If your SIP Servlet calls the send() method within a SIP request method such as doInvite(), doAck(), doNotify(), and so forth, keep in mind that the Converged Application Server container buffers all send() calls and transmits them in order after the SIP method returns. Applications cannot rely on send() calls to be transmitted immediately as they are called.

Caution:

Applications must not wait or sleep after a call to send(), because the request or response is not transmitted until control returns to the SIP Servlet container.

Mark SIP Servlets as Distributable

If you have designed and programmed your SIP Servlet to be deployed to a cluster environment, you must include the distributable marker element in the Servlet's deployment descriptor when deploying the application to a cluster of engine tier servers. If you omit the distributable element, Converged Application Server does not deploy the Servlet to a cluster of engine tier servers. If you mark distributable in sip.xml it must also be marked in the web.xml for a WAR file.

The distributable element is not required, and is ignored if you deploy to a single, combined-tier (non-replicated) Converged Application Server instance.

Use SipApplicationSessionActivationListener Sparingly

The SIP Servlet 1.1 specification introduces SipApplicationSessionActivationListener, which can provide callbacks to an application when SIP Sessions are passivated or activated. Keep in mind that callbacks occur only in a replicated Converged Application Server deployment. Single-server deployments use no SIP data tier, so SIP Sessions are never passivated.

Also, keep in mind that in a replicated deployment Converged Application Server activates and passivates a SIP Session many times, before and after SIP messages are processed for the session. (This occurs normally in any replicated deployment, even when RDBMS-based persistence is not configured.) Because this constant cycle of activation and passivation results in frequent callbacks, use SipApplicationSessionActivationListener sparingly in your applications.

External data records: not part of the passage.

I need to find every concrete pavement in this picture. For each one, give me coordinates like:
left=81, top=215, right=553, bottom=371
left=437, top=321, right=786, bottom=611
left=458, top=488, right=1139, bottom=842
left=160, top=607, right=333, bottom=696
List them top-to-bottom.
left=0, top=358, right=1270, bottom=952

Session Expiration Best Practices

For a JSR289 application, the container is more "intelligent" in removing sessions. For example, there is no need to explicity call invalidate() on a session or sipappsession.

However, if setExpirs() is used on a session and the application is of a JSR289 type then that call has no effect unless setInvalidateWhenRead(false) is called on the session.

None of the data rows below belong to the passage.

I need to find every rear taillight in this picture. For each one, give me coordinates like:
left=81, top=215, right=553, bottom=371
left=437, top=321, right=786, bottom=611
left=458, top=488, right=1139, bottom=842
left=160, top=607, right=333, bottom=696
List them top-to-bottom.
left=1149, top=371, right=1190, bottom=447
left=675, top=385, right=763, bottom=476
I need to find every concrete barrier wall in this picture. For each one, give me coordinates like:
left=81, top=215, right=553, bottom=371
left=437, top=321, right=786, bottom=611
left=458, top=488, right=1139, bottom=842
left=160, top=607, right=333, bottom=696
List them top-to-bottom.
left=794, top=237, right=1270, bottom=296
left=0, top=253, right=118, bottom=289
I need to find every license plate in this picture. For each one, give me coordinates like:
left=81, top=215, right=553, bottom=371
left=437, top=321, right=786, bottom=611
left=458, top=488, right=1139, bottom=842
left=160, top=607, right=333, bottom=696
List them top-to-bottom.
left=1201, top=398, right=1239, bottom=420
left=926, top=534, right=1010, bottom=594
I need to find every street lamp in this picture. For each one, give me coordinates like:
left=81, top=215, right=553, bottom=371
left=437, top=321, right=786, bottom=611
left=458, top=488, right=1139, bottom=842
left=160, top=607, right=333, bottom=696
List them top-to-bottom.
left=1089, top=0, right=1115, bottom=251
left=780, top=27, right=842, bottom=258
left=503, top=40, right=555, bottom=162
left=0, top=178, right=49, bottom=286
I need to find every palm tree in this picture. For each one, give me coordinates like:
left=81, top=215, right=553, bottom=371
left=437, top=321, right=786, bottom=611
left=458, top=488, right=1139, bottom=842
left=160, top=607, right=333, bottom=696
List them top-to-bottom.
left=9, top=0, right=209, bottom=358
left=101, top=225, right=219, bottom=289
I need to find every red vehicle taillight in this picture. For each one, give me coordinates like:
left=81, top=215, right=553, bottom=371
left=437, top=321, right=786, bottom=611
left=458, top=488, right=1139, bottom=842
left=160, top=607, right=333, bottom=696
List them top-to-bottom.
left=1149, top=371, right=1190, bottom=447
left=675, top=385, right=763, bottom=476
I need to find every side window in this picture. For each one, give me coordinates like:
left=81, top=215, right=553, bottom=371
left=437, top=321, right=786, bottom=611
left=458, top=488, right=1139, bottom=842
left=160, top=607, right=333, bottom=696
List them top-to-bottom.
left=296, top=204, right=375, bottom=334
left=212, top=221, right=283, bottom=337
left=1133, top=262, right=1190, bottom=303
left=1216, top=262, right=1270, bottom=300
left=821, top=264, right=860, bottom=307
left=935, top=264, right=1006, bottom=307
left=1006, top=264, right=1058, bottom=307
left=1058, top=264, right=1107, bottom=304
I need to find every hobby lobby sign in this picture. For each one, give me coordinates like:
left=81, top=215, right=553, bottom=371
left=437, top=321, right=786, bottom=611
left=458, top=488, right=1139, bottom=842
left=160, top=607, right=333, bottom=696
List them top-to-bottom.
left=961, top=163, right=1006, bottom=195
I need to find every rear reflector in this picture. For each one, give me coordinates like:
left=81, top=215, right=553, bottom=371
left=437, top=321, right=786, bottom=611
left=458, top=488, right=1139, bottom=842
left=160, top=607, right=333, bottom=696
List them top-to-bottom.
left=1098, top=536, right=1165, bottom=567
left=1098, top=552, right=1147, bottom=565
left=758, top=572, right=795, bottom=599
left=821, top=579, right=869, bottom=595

Observe Best Practices for Java EE Applications

If you are deploying applications that use other Java EE APIs, observe the basic clustering guidelines associated with those APIs. For example, if you are deploying EJBs, you must design all methods to be idempotent and make EJB homes clusterable in the deployment descriptor. See the discussion on clustering best practices in the Oracle WebLogic Server Documentation for more information.

Optimizing Memory Utilization or Performance for a Standalone Domain

Converged Application Server provides a local serialization flag which enables you to optimize a standalone domain for memory utilization or performance, as required by a SIP application. The local serialization flag is a System property called wlss.local.serialization which must be provided to the Java Virtual Machine (JVM) that will start Converged Application Server.

Set the System property wlss.local.serialization with the appropriate value in the startWebLogic.sh script. The startWebLogic.sh script is located in the DOMAIN_HOME/bin directory where DOMAIN_HOME is the domain's home directory.